[racket] Randomized bisimulation tests and Metropolis-Hastings random walk

Neil Toronto

unread,

Jan 4, 2013, 4:45:39 PM1/4/13

to us...@racket-lang.org

I get excited about applying statistics to programming. Here's something
exciting I found today.

I'm working on a Typed Racket implementation of Chris Okasaki's purely
functional random-access lists, which are O(1) for `cons', `first' and
`rest', and basically O(log(n)) for random access. I wanted solid
randomized tests, and I figured the best way would be bisimulation: do
exactly the same, random thing to a (Listof Integer) and an (RAList
Integer), then ensure the lists are the same. Iterate N times, each time
using the altered lists for the next bisimulation step.

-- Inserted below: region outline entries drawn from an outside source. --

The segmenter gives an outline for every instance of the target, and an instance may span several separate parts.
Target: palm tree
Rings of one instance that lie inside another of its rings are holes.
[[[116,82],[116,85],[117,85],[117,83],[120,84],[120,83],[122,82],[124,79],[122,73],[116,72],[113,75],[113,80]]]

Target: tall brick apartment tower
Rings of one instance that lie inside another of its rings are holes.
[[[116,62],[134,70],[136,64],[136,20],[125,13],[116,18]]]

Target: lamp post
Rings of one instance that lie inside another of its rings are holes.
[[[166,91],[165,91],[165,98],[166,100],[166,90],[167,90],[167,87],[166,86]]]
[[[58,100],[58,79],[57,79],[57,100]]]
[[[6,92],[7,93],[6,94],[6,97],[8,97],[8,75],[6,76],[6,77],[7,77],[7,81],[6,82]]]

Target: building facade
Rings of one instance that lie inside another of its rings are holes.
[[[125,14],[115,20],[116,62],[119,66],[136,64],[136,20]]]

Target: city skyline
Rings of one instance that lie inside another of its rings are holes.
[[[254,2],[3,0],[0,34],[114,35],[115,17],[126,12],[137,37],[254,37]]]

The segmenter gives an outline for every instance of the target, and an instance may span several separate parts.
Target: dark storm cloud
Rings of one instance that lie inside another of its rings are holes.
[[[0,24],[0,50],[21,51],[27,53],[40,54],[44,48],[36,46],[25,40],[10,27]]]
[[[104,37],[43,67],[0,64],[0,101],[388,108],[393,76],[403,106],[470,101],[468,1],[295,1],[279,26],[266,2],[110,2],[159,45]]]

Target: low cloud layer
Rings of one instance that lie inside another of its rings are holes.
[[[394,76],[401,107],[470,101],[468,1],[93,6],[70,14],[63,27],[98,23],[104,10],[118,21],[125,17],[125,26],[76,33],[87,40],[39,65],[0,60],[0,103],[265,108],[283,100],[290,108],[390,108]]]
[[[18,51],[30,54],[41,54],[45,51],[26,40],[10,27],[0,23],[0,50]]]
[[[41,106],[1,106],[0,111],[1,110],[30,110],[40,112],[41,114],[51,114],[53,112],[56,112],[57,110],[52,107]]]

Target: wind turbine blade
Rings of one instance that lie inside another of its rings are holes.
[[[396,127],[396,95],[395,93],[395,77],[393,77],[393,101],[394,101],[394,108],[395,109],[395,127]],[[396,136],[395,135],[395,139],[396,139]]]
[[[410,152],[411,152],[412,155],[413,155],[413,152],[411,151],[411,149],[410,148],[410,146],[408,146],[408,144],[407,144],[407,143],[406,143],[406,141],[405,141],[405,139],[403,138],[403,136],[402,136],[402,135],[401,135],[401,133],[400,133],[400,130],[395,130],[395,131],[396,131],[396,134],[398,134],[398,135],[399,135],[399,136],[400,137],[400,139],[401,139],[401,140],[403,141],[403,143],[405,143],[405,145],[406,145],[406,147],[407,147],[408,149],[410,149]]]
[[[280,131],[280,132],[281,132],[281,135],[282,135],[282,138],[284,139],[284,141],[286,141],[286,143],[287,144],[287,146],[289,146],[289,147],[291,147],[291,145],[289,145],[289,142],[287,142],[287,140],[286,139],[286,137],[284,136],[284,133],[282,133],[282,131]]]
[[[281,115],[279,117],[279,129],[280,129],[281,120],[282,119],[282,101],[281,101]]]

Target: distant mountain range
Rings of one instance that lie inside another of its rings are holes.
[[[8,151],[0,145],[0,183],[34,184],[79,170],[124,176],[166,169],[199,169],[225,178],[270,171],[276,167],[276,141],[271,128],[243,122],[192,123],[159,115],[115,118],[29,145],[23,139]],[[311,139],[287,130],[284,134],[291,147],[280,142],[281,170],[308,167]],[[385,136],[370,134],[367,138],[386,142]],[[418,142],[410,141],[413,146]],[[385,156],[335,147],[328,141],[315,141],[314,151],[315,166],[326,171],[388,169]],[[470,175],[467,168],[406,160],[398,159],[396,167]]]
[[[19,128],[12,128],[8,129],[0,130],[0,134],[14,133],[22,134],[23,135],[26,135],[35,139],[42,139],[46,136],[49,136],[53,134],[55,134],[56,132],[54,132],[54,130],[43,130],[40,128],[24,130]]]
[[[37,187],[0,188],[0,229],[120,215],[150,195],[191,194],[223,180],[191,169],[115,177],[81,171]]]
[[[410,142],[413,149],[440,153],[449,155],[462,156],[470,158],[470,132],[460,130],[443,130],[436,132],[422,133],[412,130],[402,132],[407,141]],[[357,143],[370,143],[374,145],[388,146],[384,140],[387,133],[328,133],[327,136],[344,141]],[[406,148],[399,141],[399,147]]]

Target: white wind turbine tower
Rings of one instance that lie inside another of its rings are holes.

There's a problem with this, though: the test runtimes are all over the
place for any fixed N, and are especially wild with large N. Sometimes
it first does a bunch of `cons' operations in a row. Because each
bisimulation step is O(n) in the list length (to check equality), this
makes the remaining steps very slow. Sometimes it follows up with a
bunch of `rest' operations, which makes the remaining steps very fast.

More precisely, random bisimulation does a "simple random walk" over
test list lengths, where `cons' is a step from n to n+1 and `rest' is a
step from n to n-1. Unfortunately, the n's stepped on in a simple random
walk have no fixed probability distribution, and thus no fixed average
or variance. That means each bisimulation step has no fixed average
runtime or fixed variation in runtime. Wildness ensues.

One possible solution is to generate fresh test lists from a fixed
distribution, for each bisimulation step. This is a bad solution,
though, because I want to see whether RAList instances behave correctly
*over time* as they're operated on.

The right solution is to use a Metropolis-Hastings random walk instead
of a simple random walk, to sample list lengths from a fixed
distribution. Then, the list lengths will have a fixed average, meaning
that each bisimulation step will have a fixed average runtime, and my
overall average test runtime will be O(N) instead of wild and crazy.

First, I choose a distribution. The geometric family is good because
list lengths are nonnegative. Geometric with p = 0.05 means list lengths
should be (1-p)/p = 19 on average, but are empty with probability 0.05
and very large with very low probability.

So I add these two lines:

(require math/distributions)

(define length-dist (geometric-dist 0.05))

In a Metropolis-Hastings random walk, you step from n to n' with
probability min(1,P(n')/P(n)); this is called "accepting" the step.
Otherwise, you "reject" the step by staying in the same spot. Adding
this new test takes only two defines and a `cond':

(define r (random 5)) ; Randomly choose an operation
(cond
[(= r 0)
;; New! Only cons with probability P(n+1)/P(n)
(define n (length lst))
(define accept (/ (pdf length-dist (+ n 1))
(pdf length-dist n)))
(cond [((random) . < . accept)
.... Accept: cons and ensure continued equality ....]
[else
.... Reject: return the same lists ....])]
[(= r 1)
.... Accept: `rest' each list and ensure continued equality ....]
.... Other random operations ....)

I left off the acceptance test for `rest' because P(n-1) > P(n) ==>
P(n-1)/P(n) > 1, so the test would always pass. (This is because the
geometric distribution's pdf is monotone. If I had chosen a Poisson
distribution, which has a bump in the middle, I'd have to do the
acceptance test for both `cons' and `rest'.)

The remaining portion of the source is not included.